Funny how those little things perversely make us seem relieved.










*Still officially just missing. I hope they find the guy... I had a lot of respect for his kind of crazy. If they find him dead, or if they never find him, I wish Mr. Fossett godspeed and good jetstream winds in the afterlife.**

**I don't believe in an afterlife, but it would be nice to think it was out there, wouldn't it? ...(to all my agnostics and atheists... do you sometimes just envy the faithful for the concept of a justice-leveling payoff at the end? Yeah, me too.)***

***Yeah, I know the grammar was spotty on that one, but a double asterisk, parenthetic comment after a question is something that I didn't have time to look up in the manual of style.
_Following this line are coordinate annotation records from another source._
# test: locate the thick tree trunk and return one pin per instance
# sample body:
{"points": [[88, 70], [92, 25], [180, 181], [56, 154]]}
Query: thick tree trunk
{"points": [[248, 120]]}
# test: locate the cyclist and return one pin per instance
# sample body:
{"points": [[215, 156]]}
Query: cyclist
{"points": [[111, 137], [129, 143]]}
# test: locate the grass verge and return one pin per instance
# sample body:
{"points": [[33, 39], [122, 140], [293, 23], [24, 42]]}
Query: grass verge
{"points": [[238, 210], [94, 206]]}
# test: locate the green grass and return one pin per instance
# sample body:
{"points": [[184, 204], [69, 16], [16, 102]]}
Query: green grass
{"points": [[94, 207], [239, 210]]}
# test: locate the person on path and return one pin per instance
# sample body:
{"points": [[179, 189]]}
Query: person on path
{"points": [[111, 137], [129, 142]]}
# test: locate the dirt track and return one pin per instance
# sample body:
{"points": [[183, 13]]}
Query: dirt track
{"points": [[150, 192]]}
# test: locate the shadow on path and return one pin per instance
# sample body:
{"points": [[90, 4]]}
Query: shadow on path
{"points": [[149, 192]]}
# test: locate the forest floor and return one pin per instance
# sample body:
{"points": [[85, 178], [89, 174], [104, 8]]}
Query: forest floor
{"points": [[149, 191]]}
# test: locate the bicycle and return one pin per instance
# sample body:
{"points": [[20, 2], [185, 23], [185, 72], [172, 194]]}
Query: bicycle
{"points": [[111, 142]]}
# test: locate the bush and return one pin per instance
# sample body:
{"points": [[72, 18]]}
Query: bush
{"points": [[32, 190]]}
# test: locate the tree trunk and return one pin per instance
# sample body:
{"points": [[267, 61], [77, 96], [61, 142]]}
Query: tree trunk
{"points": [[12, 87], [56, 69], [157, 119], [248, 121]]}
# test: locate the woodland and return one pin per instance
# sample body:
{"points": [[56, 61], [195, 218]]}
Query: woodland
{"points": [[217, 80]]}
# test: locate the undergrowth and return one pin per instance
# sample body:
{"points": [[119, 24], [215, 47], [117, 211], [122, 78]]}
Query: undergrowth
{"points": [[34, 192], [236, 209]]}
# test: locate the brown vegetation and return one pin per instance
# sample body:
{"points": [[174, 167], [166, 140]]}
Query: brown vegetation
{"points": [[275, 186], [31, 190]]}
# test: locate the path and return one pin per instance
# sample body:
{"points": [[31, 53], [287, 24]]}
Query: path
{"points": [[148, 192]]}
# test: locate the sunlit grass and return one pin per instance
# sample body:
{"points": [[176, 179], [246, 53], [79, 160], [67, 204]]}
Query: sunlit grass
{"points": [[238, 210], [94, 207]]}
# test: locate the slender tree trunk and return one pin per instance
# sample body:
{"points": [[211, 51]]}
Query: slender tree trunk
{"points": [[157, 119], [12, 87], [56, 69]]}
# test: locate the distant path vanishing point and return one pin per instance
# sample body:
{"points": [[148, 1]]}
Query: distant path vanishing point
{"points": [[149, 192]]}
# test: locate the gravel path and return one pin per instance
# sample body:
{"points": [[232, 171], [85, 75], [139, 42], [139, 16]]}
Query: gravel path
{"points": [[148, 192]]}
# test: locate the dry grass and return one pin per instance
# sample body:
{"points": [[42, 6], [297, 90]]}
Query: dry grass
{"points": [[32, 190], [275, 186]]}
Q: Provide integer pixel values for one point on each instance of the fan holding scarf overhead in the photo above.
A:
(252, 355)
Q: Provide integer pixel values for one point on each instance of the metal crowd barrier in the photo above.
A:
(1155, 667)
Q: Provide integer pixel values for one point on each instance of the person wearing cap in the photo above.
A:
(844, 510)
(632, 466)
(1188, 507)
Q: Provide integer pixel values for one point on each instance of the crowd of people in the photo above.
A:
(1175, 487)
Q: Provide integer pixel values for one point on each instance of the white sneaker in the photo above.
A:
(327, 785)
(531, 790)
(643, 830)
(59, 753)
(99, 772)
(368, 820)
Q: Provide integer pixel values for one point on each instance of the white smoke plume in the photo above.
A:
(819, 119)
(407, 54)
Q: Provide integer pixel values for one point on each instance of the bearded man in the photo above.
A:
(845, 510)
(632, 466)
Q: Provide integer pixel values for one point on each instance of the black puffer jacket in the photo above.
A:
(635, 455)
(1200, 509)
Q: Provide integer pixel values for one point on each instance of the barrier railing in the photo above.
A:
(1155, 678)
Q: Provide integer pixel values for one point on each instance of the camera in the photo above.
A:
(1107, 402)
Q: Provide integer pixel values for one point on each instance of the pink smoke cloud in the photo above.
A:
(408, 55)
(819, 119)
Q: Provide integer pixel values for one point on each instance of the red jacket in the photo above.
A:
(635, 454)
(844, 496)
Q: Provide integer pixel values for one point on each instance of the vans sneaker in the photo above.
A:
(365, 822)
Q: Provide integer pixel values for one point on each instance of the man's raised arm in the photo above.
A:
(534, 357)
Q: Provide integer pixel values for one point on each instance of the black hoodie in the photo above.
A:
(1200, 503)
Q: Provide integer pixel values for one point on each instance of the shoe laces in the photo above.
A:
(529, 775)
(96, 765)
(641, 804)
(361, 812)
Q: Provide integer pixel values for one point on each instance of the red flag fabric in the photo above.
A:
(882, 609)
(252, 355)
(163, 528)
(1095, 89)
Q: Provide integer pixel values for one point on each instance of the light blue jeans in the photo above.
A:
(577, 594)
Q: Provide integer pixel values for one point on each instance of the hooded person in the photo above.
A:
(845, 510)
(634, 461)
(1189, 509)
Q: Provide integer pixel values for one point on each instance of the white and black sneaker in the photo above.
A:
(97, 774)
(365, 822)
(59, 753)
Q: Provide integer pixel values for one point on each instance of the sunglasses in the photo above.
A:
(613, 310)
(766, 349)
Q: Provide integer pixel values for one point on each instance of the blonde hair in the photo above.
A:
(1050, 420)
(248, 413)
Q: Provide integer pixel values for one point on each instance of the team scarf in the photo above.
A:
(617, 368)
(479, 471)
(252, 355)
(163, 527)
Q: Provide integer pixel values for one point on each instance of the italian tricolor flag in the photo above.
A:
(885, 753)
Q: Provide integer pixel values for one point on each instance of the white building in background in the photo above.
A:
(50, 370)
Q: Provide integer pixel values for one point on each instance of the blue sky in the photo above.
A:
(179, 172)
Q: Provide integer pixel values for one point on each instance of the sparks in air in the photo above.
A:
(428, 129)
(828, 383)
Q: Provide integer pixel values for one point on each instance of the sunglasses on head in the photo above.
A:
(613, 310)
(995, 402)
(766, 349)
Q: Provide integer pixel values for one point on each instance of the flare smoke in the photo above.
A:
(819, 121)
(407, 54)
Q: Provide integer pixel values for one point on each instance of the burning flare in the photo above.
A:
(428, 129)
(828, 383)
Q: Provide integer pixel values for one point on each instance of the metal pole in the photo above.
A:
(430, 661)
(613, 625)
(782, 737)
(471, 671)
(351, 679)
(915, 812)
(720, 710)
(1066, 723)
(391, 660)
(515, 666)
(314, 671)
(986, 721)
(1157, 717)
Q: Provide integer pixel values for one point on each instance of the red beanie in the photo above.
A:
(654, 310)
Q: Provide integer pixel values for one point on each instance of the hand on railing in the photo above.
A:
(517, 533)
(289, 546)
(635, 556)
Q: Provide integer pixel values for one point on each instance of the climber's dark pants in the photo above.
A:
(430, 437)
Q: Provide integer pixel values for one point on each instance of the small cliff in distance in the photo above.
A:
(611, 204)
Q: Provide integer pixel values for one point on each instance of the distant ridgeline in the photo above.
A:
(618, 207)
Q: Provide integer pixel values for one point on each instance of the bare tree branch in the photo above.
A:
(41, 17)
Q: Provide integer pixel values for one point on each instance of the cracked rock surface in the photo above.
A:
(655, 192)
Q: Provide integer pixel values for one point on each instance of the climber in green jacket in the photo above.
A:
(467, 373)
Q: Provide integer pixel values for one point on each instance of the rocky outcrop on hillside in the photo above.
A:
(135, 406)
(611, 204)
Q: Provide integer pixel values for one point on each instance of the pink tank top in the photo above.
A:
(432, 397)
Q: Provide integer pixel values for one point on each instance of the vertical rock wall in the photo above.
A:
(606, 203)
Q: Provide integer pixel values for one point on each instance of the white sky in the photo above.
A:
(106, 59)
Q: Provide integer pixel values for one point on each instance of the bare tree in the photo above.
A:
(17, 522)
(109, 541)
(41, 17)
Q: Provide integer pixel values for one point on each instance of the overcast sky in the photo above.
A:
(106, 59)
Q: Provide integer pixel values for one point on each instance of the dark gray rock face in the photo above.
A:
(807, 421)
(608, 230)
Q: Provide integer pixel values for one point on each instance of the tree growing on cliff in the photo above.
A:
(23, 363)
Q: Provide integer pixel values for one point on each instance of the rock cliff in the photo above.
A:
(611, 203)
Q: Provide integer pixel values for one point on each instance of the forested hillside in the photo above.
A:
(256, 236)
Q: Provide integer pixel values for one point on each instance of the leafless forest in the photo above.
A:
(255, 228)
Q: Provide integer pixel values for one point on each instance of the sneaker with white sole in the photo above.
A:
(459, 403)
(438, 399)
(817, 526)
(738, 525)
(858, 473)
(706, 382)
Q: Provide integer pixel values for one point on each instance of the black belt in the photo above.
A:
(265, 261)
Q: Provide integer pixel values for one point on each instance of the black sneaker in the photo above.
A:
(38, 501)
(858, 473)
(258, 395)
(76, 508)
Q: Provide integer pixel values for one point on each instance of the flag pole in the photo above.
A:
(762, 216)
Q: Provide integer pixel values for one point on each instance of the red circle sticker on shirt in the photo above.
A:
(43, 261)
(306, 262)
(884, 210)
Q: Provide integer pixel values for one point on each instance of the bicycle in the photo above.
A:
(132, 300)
Sorry. I also know "you" don't exist, so you've gotten more apology than a phantasm deserved anyway.

Wednesday, November 7, 2007

Just a few things, to start with

I was out recently, at a "whimsical" get together in the dately neighborhood of halloween. There were candy items scattered around, and I ran across a pair of wax lips in the packaging. Why were these ever made? The taste is pretty much non-existent, and it is at the end of the day... wax. No more, no less.

A little bit of evidence for everyone, in case you were still part of the "jury still out" crowd on the evils of marketing: I saw, on the subway, a Roca Wear branded stroller. I'm not sure whether this is one of the signs of the end of things as we know them, but I DO know that it is a phenomenon I feel uncomfortable commenting on.

Perhaps a little bit on the nose?

Not exactly a part of a "thug life" lifestyle to glamorize, perhaps?

Forgive the run-ons and excessive use of commas (those that have come already, and those sure to come.) All the recreational tinted-wax chewing has gone to my head.

Sorry, to all of you none readers, that I haven't begun with a "well here goes" or a "little something about me" sort of post. Navigating the waters with Loran and old charts at the moment.

More than anything else, I feel a bit like 1995 called and wanted it's phenomenon back... or perhaps an 85 year old man getting a cell phone.

Dialing Klondike three, four two nine one folks.